Here are some of the factors driving the industry to support tar sands oil.
- It’s big. With 169 billion barrels of proven bitumen reserves, there are big profits to be made. Although tar sands is challenging to extract, high oil prices help to guarantee profits.
- It’s cheap for refiners. Although tar sands oil is relatively expensive to extract, it sells to refiners at a discount to other oils because of its low quality. A significant proportion of U.S. refineries have bought special equipment in order to process this heavy sour crude so that they can cash in on that discount. Having made the investment they want the discounted oil and are determined to get it.
- Because of fracking, natural gas, the main source of energy for extracting and processing tar sands, may remain cheap for years to come.
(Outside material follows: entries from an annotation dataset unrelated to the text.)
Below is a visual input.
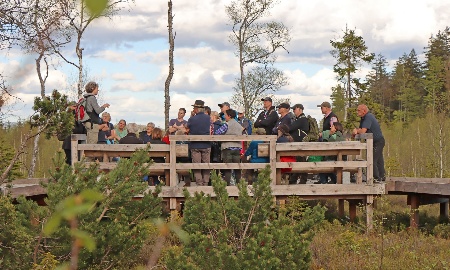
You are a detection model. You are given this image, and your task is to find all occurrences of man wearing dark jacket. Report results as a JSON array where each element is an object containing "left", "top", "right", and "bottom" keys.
[
  {"left": 119, "top": 123, "right": 144, "bottom": 144},
  {"left": 253, "top": 97, "right": 278, "bottom": 135},
  {"left": 272, "top": 103, "right": 292, "bottom": 135},
  {"left": 289, "top": 104, "right": 309, "bottom": 184},
  {"left": 83, "top": 82, "right": 109, "bottom": 143},
  {"left": 317, "top": 101, "right": 339, "bottom": 132},
  {"left": 187, "top": 100, "right": 211, "bottom": 186},
  {"left": 289, "top": 104, "right": 309, "bottom": 142}
]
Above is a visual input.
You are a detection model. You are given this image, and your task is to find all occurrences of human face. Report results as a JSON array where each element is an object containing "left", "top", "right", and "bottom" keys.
[
  {"left": 264, "top": 100, "right": 272, "bottom": 109},
  {"left": 356, "top": 106, "right": 367, "bottom": 117},
  {"left": 147, "top": 125, "right": 153, "bottom": 134},
  {"left": 119, "top": 121, "right": 125, "bottom": 130},
  {"left": 320, "top": 106, "right": 331, "bottom": 114},
  {"left": 225, "top": 113, "right": 231, "bottom": 122},
  {"left": 102, "top": 115, "right": 109, "bottom": 123},
  {"left": 294, "top": 107, "right": 303, "bottom": 116}
]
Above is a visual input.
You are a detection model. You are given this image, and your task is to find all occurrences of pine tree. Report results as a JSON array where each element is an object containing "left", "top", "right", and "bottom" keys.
[
  {"left": 40, "top": 150, "right": 162, "bottom": 269},
  {"left": 166, "top": 168, "right": 324, "bottom": 269},
  {"left": 392, "top": 50, "right": 425, "bottom": 124},
  {"left": 330, "top": 28, "right": 375, "bottom": 121}
]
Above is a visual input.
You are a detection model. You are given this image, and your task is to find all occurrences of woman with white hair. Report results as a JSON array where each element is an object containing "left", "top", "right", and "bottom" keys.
[
  {"left": 97, "top": 112, "right": 116, "bottom": 144},
  {"left": 119, "top": 123, "right": 144, "bottom": 144}
]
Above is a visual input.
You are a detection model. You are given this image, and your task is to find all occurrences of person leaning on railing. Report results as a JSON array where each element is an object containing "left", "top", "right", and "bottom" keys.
[
  {"left": 215, "top": 109, "right": 242, "bottom": 185},
  {"left": 244, "top": 128, "right": 269, "bottom": 185},
  {"left": 314, "top": 122, "right": 345, "bottom": 184}
]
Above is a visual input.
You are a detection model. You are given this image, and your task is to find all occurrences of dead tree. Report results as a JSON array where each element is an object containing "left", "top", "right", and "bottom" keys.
[{"left": 164, "top": 0, "right": 175, "bottom": 130}]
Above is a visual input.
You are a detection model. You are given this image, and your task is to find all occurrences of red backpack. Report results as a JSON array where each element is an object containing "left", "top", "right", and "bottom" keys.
[{"left": 75, "top": 97, "right": 91, "bottom": 123}]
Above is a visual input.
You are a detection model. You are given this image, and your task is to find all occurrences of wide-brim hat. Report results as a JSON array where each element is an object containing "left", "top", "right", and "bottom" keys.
[{"left": 192, "top": 99, "right": 205, "bottom": 108}]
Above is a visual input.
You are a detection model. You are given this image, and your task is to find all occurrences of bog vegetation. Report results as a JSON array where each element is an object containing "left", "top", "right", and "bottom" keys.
[{"left": 0, "top": 1, "right": 450, "bottom": 269}]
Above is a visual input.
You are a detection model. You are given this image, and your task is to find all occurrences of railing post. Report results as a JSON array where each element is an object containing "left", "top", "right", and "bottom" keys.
[
  {"left": 269, "top": 138, "right": 277, "bottom": 185},
  {"left": 169, "top": 136, "right": 178, "bottom": 210},
  {"left": 70, "top": 134, "right": 86, "bottom": 167}
]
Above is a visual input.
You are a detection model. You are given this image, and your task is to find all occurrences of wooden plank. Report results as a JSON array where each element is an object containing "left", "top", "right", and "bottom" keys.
[
  {"left": 78, "top": 144, "right": 189, "bottom": 157},
  {"left": 338, "top": 199, "right": 345, "bottom": 218},
  {"left": 169, "top": 135, "right": 277, "bottom": 142},
  {"left": 387, "top": 177, "right": 450, "bottom": 184},
  {"left": 366, "top": 138, "right": 373, "bottom": 184},
  {"left": 176, "top": 163, "right": 270, "bottom": 170},
  {"left": 276, "top": 161, "right": 367, "bottom": 169},
  {"left": 408, "top": 194, "right": 420, "bottom": 229},
  {"left": 366, "top": 195, "right": 373, "bottom": 233},
  {"left": 140, "top": 184, "right": 384, "bottom": 198},
  {"left": 269, "top": 137, "right": 281, "bottom": 185},
  {"left": 276, "top": 141, "right": 367, "bottom": 152}
]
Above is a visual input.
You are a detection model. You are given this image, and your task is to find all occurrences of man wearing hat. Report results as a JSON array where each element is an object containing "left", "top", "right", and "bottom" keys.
[
  {"left": 272, "top": 102, "right": 292, "bottom": 135},
  {"left": 254, "top": 97, "right": 278, "bottom": 135},
  {"left": 317, "top": 101, "right": 338, "bottom": 135},
  {"left": 187, "top": 100, "right": 211, "bottom": 186},
  {"left": 217, "top": 101, "right": 238, "bottom": 123},
  {"left": 236, "top": 107, "right": 252, "bottom": 135}
]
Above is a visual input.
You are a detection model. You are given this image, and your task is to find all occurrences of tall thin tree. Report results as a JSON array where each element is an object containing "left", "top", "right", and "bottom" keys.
[
  {"left": 164, "top": 0, "right": 175, "bottom": 130},
  {"left": 330, "top": 26, "right": 375, "bottom": 121}
]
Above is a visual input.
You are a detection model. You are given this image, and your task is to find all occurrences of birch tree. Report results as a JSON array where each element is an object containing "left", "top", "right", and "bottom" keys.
[
  {"left": 164, "top": 0, "right": 175, "bottom": 130},
  {"left": 226, "top": 0, "right": 291, "bottom": 117},
  {"left": 56, "top": 0, "right": 133, "bottom": 97}
]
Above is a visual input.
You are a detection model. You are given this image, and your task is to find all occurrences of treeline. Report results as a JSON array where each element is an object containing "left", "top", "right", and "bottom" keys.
[{"left": 331, "top": 27, "right": 450, "bottom": 177}]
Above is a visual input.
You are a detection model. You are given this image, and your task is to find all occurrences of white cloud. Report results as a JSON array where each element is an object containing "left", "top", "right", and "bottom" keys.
[{"left": 111, "top": 72, "right": 136, "bottom": 81}]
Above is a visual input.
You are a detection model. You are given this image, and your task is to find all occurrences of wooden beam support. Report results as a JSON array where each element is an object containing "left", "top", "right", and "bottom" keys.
[{"left": 408, "top": 194, "right": 420, "bottom": 229}]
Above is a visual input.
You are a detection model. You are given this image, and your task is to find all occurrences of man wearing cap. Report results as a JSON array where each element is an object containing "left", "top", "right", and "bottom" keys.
[
  {"left": 187, "top": 100, "right": 211, "bottom": 186},
  {"left": 272, "top": 102, "right": 292, "bottom": 135},
  {"left": 254, "top": 97, "right": 278, "bottom": 135},
  {"left": 169, "top": 108, "right": 187, "bottom": 135},
  {"left": 289, "top": 104, "right": 309, "bottom": 184},
  {"left": 317, "top": 101, "right": 338, "bottom": 132},
  {"left": 214, "top": 109, "right": 242, "bottom": 185},
  {"left": 352, "top": 104, "right": 386, "bottom": 182}
]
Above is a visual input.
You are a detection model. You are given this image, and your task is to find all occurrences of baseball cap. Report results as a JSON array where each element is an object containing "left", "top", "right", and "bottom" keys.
[
  {"left": 277, "top": 103, "right": 291, "bottom": 109},
  {"left": 217, "top": 101, "right": 231, "bottom": 108},
  {"left": 317, "top": 101, "right": 331, "bottom": 108},
  {"left": 291, "top": 104, "right": 305, "bottom": 110}
]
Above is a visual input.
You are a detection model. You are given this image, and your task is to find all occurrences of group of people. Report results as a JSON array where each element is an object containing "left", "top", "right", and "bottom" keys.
[{"left": 63, "top": 82, "right": 385, "bottom": 186}]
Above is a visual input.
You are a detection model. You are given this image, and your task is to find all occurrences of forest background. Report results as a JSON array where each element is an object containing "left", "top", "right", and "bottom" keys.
[{"left": 0, "top": 0, "right": 450, "bottom": 269}]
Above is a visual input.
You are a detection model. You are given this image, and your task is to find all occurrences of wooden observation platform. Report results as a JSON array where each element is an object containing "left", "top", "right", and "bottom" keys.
[{"left": 1, "top": 134, "right": 385, "bottom": 228}]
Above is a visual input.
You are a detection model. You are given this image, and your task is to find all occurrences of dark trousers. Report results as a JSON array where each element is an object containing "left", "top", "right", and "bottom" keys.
[
  {"left": 373, "top": 138, "right": 385, "bottom": 180},
  {"left": 191, "top": 148, "right": 211, "bottom": 186},
  {"left": 222, "top": 149, "right": 241, "bottom": 185},
  {"left": 289, "top": 157, "right": 308, "bottom": 184}
]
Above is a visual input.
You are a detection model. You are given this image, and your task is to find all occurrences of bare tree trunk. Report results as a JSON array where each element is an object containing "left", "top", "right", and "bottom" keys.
[
  {"left": 75, "top": 34, "right": 83, "bottom": 98},
  {"left": 28, "top": 134, "right": 41, "bottom": 178},
  {"left": 28, "top": 51, "right": 48, "bottom": 178},
  {"left": 164, "top": 0, "right": 175, "bottom": 130},
  {"left": 0, "top": 125, "right": 47, "bottom": 185}
]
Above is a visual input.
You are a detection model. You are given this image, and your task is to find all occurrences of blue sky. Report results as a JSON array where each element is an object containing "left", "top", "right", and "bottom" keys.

This cushions the cost of producing transport fuel from this low quality oil. If natural gas prices remained at levels seen in 2007/8, tar sands production and processing would be far less profitable.
- Many American and International oil companies are involved in both extracting and refining tar sands oil. By playing both ends of the game these oil companies – for example, Exxon, Shell, BP – are ensured profits from both extraction and refining. When oil prices go up, refiners make less and extractors make more. When tar sands oil is selling at a steep discount because of oversupply, as it does today, extractors are squeezed but refiners make a healthy profit. This has made tar sands advocates out of pretty much the entire North American oil industry. We now see the industry talking about “North American energy security” when what they really mean is “guaranteed profits for us”.
- Canada (apparently) isn’t Saudi Arabia. Canada now vies for position with Saudi Arabia, Venezuela, Russia and Iraq in terms of oil reserves and production. Many Americans are won over by the idea that getting oil from Canada is better than getting it from these countries, as if that is the only choice available.